In regard to his family, in “Answer,” Tyler vacillates between lamenting and berating his absent father. At one point referring to his Nigerian last name, he asks what “is an Okonma? I’m changin’ my shit to ‘Haley,’ ” while alternately ending each verse by adding “but if I call you, I hope you pick up your phone.” The artist seems legitimately conflicted about the relationship. Likewise, on this song, the artist’s vocals appear to be more animated, adding to its authenticity.
However, songs with even this level of candor are few and far between. In general, the rapper prefers to wallow in his cynicism or surround himself with half a dozen group members (Odd Future is said to have dozens of affiliates) to assist him in doing so. (It can almost be established as a law that the more artists to a song, the less likely it is to be enjoyable.)

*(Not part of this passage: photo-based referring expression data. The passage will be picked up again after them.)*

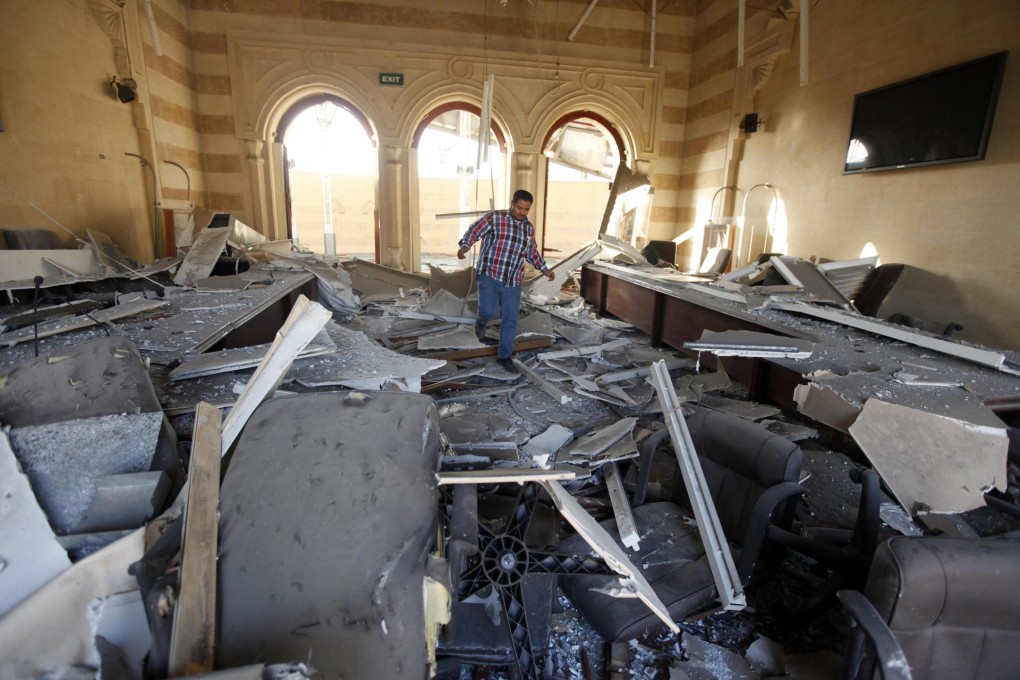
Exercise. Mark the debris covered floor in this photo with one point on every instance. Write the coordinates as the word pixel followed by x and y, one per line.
pixel 99 446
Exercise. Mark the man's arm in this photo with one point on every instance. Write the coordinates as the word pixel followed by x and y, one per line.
pixel 474 232
pixel 532 256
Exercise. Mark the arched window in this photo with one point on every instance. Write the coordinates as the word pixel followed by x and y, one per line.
pixel 332 176
pixel 455 176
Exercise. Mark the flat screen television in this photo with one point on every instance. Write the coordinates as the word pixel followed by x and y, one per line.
pixel 940 117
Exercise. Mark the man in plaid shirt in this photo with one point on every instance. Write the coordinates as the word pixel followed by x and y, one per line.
pixel 507 240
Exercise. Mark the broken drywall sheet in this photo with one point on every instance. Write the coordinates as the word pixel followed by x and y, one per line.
pixel 930 461
pixel 61 459
pixel 62 608
pixel 600 439
pixel 459 282
pixel 30 555
pixel 541 289
pixel 536 324
pixel 202 256
pixel 361 364
pixel 751 344
pixel 820 403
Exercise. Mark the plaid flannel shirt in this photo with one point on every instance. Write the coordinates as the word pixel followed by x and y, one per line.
pixel 506 243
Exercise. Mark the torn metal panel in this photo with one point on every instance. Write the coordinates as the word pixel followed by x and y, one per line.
pixel 361 364
pixel 202 256
pixel 445 303
pixel 820 403
pixel 20 267
pixel 545 384
pixel 536 324
pixel 30 555
pixel 930 461
pixel 502 475
pixel 582 351
pixel 542 288
pixel 459 282
pixel 63 609
pixel 548 441
pixel 603 543
pixel 600 439
pixel 62 458
pixel 716 546
pixel 751 344
pixel 84 321
pixel 108 253
pixel 976 355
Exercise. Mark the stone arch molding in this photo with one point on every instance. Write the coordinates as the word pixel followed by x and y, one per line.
pixel 266 70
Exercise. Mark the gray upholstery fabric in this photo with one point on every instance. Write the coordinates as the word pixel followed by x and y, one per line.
pixel 953 605
pixel 741 461
pixel 328 513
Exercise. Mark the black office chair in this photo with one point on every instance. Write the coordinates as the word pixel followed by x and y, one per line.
pixel 936 609
pixel 752 476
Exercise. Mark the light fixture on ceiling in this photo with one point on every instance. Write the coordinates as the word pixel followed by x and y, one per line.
pixel 125 90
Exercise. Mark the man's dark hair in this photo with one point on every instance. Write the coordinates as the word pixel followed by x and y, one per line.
pixel 522 195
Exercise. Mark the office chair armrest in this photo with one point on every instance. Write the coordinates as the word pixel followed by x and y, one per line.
pixel 754 537
pixel 870 628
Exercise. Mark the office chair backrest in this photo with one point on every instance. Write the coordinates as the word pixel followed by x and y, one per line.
pixel 953 605
pixel 741 460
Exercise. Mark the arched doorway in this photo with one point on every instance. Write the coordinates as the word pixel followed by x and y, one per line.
pixel 457 180
pixel 332 176
pixel 582 152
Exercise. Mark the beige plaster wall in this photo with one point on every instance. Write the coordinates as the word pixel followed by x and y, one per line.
pixel 64 132
pixel 957 221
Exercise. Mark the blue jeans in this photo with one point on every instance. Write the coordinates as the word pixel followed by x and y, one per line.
pixel 494 298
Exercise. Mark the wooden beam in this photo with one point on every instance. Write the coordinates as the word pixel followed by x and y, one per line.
pixel 194 631
pixel 305 321
pixel 720 560
pixel 603 543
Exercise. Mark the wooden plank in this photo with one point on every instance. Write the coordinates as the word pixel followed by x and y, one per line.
pixel 305 321
pixel 717 552
pixel 603 543
pixel 194 631
pixel 621 507
pixel 546 385
pixel 502 475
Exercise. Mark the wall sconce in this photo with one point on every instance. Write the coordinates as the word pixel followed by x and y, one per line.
pixel 125 90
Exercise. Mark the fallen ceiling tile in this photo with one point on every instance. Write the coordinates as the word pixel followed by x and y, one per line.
pixel 930 461
pixel 361 364
pixel 459 281
pixel 820 403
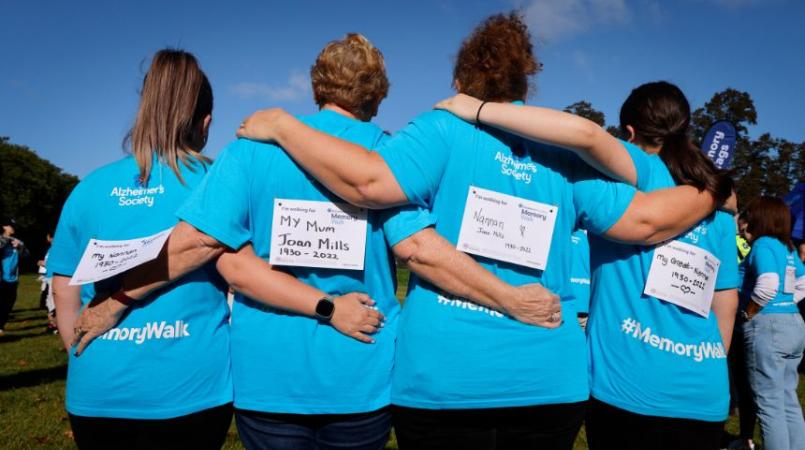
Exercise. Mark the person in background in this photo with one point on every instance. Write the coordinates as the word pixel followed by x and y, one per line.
pixel 46 295
pixel 299 383
pixel 580 275
pixel 739 377
pixel 465 378
pixel 11 250
pixel 635 337
pixel 774 332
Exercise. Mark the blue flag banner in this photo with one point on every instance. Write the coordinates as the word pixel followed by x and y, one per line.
pixel 719 143
pixel 796 202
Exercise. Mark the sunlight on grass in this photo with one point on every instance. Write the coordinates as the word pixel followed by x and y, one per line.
pixel 33 366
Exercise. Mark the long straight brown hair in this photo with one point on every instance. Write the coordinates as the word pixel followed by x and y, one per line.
pixel 769 216
pixel 175 99
pixel 660 116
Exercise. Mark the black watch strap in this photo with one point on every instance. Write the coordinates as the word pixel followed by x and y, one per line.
pixel 325 308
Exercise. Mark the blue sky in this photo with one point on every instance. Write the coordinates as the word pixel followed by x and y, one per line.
pixel 71 70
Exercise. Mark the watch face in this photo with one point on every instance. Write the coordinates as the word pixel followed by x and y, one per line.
pixel 325 308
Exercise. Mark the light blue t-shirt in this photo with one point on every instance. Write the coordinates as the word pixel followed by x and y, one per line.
pixel 769 255
pixel 452 353
pixel 287 363
pixel 649 356
pixel 10 264
pixel 580 272
pixel 169 356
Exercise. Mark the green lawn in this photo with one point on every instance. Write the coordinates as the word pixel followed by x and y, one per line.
pixel 32 370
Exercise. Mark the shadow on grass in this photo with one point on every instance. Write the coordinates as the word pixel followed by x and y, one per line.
pixel 33 377
pixel 13 337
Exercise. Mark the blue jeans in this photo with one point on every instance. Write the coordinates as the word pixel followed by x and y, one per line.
pixel 270 431
pixel 774 345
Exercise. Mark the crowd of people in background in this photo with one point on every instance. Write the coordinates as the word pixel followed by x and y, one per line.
pixel 631 302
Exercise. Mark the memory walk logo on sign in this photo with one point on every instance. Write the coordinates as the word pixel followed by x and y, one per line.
pixel 698 352
pixel 151 330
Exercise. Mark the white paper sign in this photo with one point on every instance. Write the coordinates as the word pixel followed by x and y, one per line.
pixel 790 279
pixel 105 259
pixel 507 228
pixel 684 275
pixel 318 234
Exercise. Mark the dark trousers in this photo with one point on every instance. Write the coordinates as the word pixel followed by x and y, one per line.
pixel 202 430
pixel 8 296
pixel 609 427
pixel 739 376
pixel 273 431
pixel 532 427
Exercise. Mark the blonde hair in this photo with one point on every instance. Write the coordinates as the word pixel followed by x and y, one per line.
pixel 175 99
pixel 350 73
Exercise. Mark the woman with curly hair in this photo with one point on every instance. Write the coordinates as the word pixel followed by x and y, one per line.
pixel 465 378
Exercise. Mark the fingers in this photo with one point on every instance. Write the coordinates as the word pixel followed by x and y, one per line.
pixel 362 337
pixel 85 341
pixel 365 299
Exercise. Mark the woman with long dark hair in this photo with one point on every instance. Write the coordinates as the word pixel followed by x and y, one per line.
pixel 774 332
pixel 465 378
pixel 648 322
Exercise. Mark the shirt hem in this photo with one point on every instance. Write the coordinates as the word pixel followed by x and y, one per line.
pixel 497 403
pixel 297 408
pixel 146 413
pixel 672 414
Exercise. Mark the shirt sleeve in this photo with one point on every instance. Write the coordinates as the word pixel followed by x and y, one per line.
pixel 599 202
pixel 417 155
pixel 219 206
pixel 400 223
pixel 67 247
pixel 727 277
pixel 763 260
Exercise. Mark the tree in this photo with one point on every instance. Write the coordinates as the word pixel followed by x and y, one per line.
pixel 586 110
pixel 32 191
pixel 729 104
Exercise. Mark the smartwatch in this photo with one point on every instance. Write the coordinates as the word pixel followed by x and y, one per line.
pixel 325 308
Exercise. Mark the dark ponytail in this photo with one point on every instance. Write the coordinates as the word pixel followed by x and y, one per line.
pixel 660 116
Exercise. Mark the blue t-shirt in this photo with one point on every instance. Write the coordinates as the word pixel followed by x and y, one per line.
pixel 169 356
pixel 580 272
pixel 769 255
pixel 649 356
pixel 10 263
pixel 452 353
pixel 287 363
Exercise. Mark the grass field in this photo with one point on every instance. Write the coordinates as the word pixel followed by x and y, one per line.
pixel 33 366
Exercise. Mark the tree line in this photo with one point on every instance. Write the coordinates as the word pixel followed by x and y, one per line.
pixel 32 190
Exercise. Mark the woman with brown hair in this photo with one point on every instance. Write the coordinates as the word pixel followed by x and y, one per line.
pixel 161 378
pixel 301 380
pixel 465 378
pixel 774 332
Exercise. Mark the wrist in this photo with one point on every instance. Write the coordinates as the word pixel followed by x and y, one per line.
pixel 123 299
pixel 325 309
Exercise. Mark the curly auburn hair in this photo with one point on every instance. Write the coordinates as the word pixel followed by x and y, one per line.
pixel 350 73
pixel 495 61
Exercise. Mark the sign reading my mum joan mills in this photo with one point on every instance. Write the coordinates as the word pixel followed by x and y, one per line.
pixel 318 234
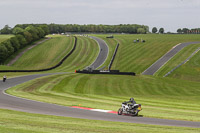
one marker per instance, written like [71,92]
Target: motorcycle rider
[4,78]
[131,101]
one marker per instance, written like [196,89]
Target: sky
[167,14]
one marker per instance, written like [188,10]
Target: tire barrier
[112,60]
[47,69]
[115,72]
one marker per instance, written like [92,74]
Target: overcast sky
[169,14]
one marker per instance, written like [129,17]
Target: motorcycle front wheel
[120,111]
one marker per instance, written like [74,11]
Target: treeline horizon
[90,28]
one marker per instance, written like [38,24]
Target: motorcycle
[129,109]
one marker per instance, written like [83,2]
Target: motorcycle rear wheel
[120,111]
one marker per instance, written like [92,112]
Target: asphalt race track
[25,105]
[20,104]
[164,59]
[103,53]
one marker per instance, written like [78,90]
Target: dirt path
[20,54]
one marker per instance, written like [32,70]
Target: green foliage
[6,30]
[179,31]
[15,43]
[21,40]
[141,31]
[8,45]
[24,35]
[154,30]
[3,53]
[21,122]
[161,30]
[160,97]
[18,30]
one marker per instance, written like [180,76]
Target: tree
[6,30]
[161,30]
[21,40]
[141,31]
[18,30]
[185,30]
[8,45]
[154,30]
[3,53]
[28,37]
[45,29]
[15,43]
[179,31]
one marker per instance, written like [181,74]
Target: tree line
[23,37]
[155,30]
[63,28]
[188,31]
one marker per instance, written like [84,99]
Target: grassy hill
[20,122]
[4,37]
[137,57]
[160,97]
[174,97]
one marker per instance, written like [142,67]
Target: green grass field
[173,97]
[179,58]
[137,57]
[46,54]
[160,97]
[20,122]
[4,37]
[190,70]
[112,43]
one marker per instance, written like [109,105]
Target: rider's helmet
[131,99]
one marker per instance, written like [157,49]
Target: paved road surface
[19,104]
[103,53]
[164,59]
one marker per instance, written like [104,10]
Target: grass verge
[20,122]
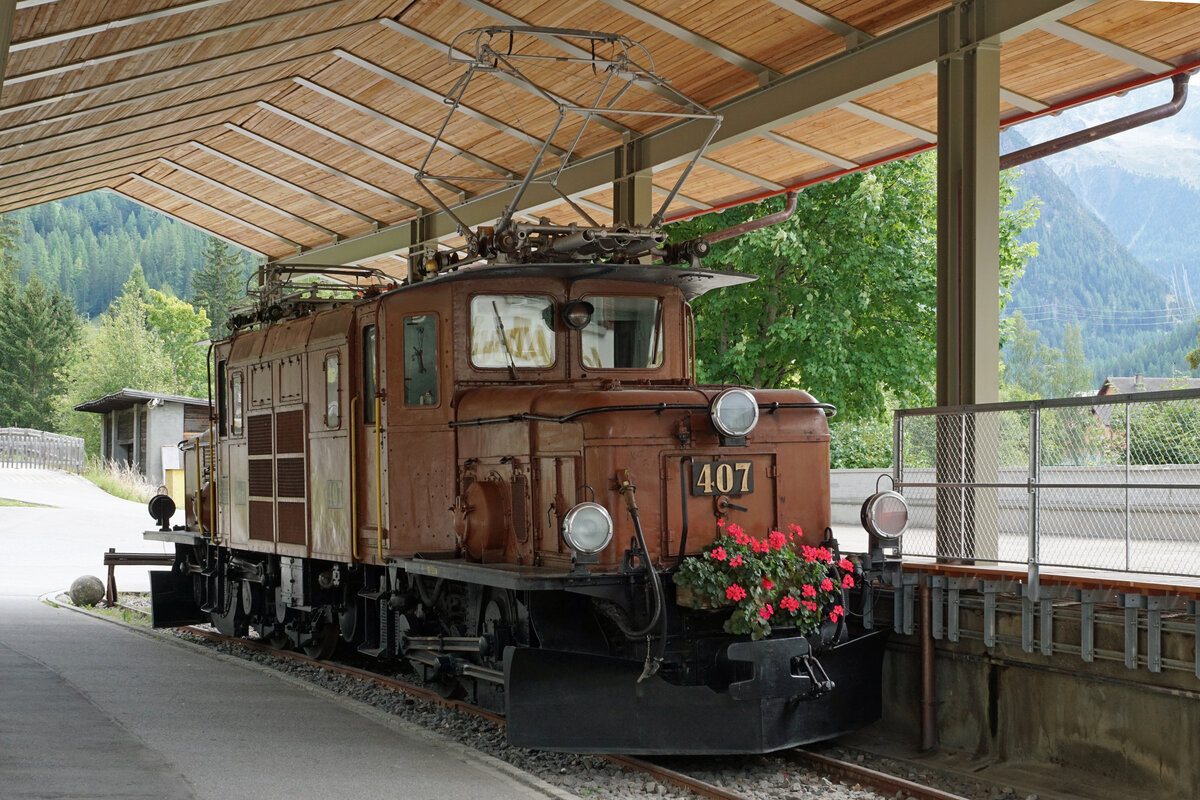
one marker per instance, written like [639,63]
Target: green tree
[39,331]
[1193,358]
[217,284]
[845,305]
[181,330]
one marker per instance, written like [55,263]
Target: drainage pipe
[1104,130]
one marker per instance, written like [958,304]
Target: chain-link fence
[40,450]
[1092,482]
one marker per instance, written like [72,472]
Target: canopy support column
[967,280]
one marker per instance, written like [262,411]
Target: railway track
[839,771]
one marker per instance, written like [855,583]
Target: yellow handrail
[199,489]
[213,482]
[378,486]
[354,483]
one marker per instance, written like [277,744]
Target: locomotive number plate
[723,477]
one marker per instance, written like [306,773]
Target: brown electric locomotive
[496,471]
[492,474]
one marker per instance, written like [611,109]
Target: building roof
[293,126]
[129,397]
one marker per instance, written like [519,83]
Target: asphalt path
[45,547]
[99,711]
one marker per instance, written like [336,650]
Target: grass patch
[118,479]
[21,504]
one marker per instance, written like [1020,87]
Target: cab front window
[623,334]
[511,331]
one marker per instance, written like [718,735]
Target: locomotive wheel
[323,642]
[498,613]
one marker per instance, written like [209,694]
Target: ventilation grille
[262,483]
[262,521]
[289,438]
[293,522]
[520,515]
[258,435]
[292,476]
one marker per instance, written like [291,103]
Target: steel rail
[881,782]
[660,773]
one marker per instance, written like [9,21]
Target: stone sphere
[87,590]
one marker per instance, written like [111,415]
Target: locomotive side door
[423,452]
[371,435]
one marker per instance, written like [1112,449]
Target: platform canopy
[294,127]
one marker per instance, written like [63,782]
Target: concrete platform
[90,709]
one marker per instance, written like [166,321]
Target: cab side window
[421,360]
[333,384]
[369,374]
[235,404]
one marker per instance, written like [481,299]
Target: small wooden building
[137,425]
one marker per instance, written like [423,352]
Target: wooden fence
[40,450]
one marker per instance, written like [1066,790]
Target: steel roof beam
[379,116]
[442,47]
[881,62]
[165,73]
[765,73]
[741,174]
[852,35]
[907,128]
[354,145]
[683,198]
[121,22]
[213,209]
[401,80]
[118,190]
[1105,47]
[808,150]
[249,198]
[312,162]
[283,182]
[172,42]
[567,47]
[1021,101]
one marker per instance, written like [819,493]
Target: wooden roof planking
[293,127]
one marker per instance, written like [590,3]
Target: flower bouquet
[766,581]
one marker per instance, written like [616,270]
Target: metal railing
[40,450]
[1086,482]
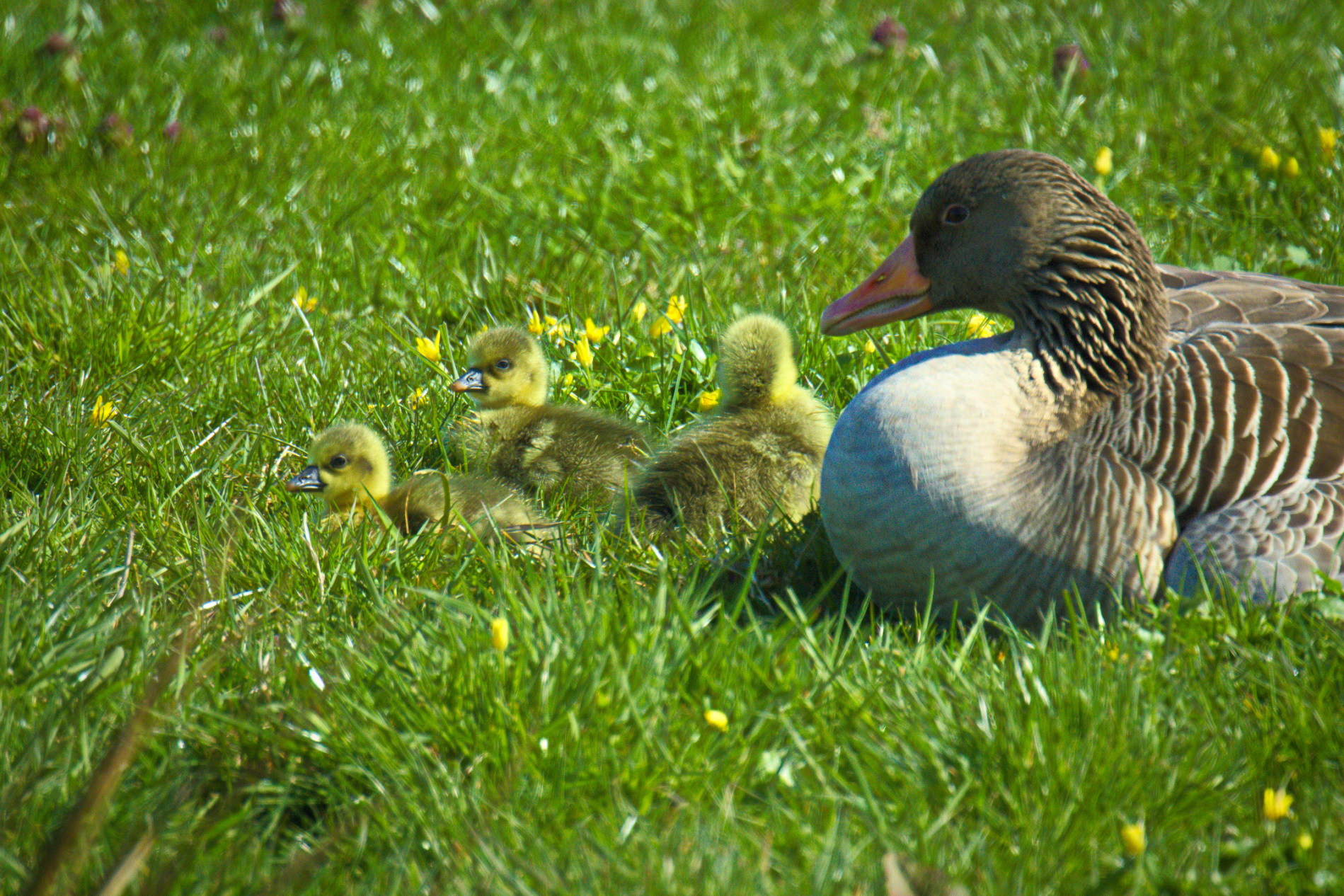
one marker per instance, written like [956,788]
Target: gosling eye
[955,214]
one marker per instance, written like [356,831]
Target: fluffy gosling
[539,448]
[348,465]
[757,457]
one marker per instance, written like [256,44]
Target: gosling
[348,465]
[758,457]
[539,448]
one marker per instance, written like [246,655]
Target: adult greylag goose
[1140,425]
[761,452]
[536,447]
[348,465]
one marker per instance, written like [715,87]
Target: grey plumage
[1139,425]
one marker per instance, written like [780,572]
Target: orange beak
[895,292]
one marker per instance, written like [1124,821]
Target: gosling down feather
[348,465]
[759,453]
[1140,426]
[541,448]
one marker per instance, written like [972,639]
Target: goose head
[505,369]
[348,465]
[1021,234]
[756,363]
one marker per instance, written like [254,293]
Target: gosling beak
[469,381]
[895,292]
[306,480]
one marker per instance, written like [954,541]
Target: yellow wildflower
[499,634]
[556,327]
[584,352]
[1269,160]
[1328,139]
[1277,803]
[103,411]
[593,332]
[980,326]
[427,350]
[1133,839]
[1104,161]
[677,309]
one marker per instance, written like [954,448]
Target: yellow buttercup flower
[499,634]
[1133,839]
[1277,803]
[1104,161]
[980,326]
[1328,137]
[593,332]
[677,309]
[584,352]
[556,327]
[1269,160]
[103,411]
[427,350]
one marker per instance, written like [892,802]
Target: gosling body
[348,465]
[530,444]
[758,457]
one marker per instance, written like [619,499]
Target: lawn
[226,224]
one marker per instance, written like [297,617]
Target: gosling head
[348,465]
[505,367]
[756,363]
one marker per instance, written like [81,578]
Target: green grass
[338,719]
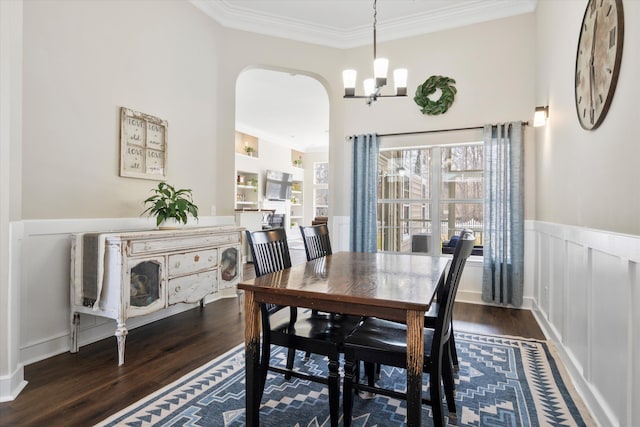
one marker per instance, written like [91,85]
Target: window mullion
[436,174]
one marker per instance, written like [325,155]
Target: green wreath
[442,104]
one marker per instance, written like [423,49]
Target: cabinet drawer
[193,288]
[177,243]
[192,262]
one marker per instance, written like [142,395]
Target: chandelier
[372,86]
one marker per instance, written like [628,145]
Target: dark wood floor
[84,388]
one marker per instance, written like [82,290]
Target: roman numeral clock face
[598,60]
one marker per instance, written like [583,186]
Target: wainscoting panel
[577,313]
[586,299]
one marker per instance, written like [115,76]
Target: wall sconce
[541,115]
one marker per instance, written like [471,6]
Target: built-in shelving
[246,190]
[297,204]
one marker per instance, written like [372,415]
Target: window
[321,189]
[427,192]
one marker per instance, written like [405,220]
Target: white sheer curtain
[364,182]
[503,280]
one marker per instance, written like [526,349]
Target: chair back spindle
[316,241]
[269,250]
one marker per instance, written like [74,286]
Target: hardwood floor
[84,388]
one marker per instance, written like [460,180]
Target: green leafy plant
[167,202]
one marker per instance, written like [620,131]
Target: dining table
[392,286]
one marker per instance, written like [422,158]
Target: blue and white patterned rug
[503,381]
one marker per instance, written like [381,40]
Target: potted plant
[170,205]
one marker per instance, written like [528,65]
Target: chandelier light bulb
[369,87]
[400,80]
[380,68]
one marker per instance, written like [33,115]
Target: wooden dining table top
[373,284]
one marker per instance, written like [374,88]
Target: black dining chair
[384,342]
[431,316]
[310,333]
[316,241]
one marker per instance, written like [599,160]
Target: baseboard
[473,297]
[12,385]
[600,413]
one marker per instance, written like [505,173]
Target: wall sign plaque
[143,145]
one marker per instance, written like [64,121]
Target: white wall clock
[598,60]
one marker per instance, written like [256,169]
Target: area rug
[502,381]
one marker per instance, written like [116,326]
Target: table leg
[252,358]
[415,354]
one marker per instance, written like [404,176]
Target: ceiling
[269,104]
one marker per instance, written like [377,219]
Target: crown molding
[458,14]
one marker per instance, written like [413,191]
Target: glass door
[229,266]
[144,285]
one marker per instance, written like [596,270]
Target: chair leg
[370,373]
[264,367]
[454,353]
[448,381]
[291,355]
[334,392]
[347,392]
[436,394]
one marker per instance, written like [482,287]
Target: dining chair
[304,331]
[316,241]
[431,316]
[383,342]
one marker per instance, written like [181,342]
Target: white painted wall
[584,244]
[82,60]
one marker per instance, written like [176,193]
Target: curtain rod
[524,123]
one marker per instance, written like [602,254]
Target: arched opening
[282,148]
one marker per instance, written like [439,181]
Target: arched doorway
[282,129]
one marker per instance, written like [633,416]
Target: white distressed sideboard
[120,275]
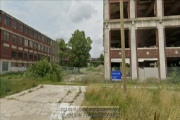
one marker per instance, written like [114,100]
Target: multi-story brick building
[21,45]
[152,32]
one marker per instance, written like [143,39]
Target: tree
[80,47]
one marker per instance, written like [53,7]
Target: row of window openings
[20,42]
[14,55]
[146,8]
[36,35]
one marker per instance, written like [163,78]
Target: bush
[175,76]
[44,70]
[9,86]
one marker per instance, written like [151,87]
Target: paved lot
[41,103]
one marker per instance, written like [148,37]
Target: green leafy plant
[44,70]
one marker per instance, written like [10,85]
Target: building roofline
[3,12]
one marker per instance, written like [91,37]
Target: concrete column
[0,66]
[132,9]
[107,70]
[162,58]
[159,8]
[133,42]
[133,54]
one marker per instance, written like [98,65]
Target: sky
[60,18]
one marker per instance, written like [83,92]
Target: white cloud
[60,18]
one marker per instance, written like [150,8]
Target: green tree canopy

In a comment that is all too typical, group member Hodgy Beats dismissed criticism of Odd Future’s lyrics and general attitude in a 2011 interview, asserting that “Nothing is really serious…. It’s just like all the things in our music. It’s in the atmosphere, it’s in the world, and it’s in our lyrics.” The responsibility of any serious artist is not simply to reproduce the confusion and misery he or she sees in the world, but to make sense of it. In this regard, most of Odd Future’s artists fall terribly short.
American “Gangsta Rap,” according to its apologists, is a legitimate expression of the social and economic blight prevailing in large portions of the inner cities in the 1980s and beyond. Odd Future originated in Los Angeles, California, where many of the genre’s biggest names first gained fame.
No doubt, the music reflects something about poverty and lack of economic opportunity, but it says far more, in an unhealthy and uncritical fashion, about the cutthroat character and atmosphere of American society in the heyday of Reagan-Bush-Clinton “free market” capitalism. The artists did not by-and-large attack this ethos, they embraced it.
In this context, one can grasp the significance of Tyler’s brand of nihilism, real or put-on, as well as his melancholy. Choosing to view society as a spectacle of reaction, the artist largely retreats inside himself, not, however, without first taking with him his impressions about his surroundings.
Some in the media have remarked on the references to newfound wealth that make their way into Wolf and Tyler’s attempts to cope with it. In a review, the New York Times’s Jon Caramanica notes that Tyler is “more measured, more reflective and couches even his most volatile thoughts in a layer of reserve,” as he raps from an “awe-struck perspective” about his new acquisitions.
In fact, the artist reveals little about his income, most of which commentary he saves for a few moments on the final song “Lone,” where it appears in the form of the inevitable and tedious braggadocio. Unhappily, the wealth seems all too fitting a match for the sort of anti-social individualism exhibited throughout the album.
The artist is not entirely unaware of what fame is doing to him. On the aforementioned “Lone,” Tyler explains he‘s “a target for marketing, he’s an artist/ Can’t even walk into Target without bothering customers bothering,” and later comments “God I wanna quit, but I can’t/ cause mother and sister can’t pay the rent/ four stories with storage, I’m 21 with a mortgage....”
The latter half of the song is devoted to a touching account of his final meeting with a dying relative. The artist seems conscious at times of the various forces pulling at him, but, regrettably, these things are only touched upon too little and too late to salvage the work as a whole.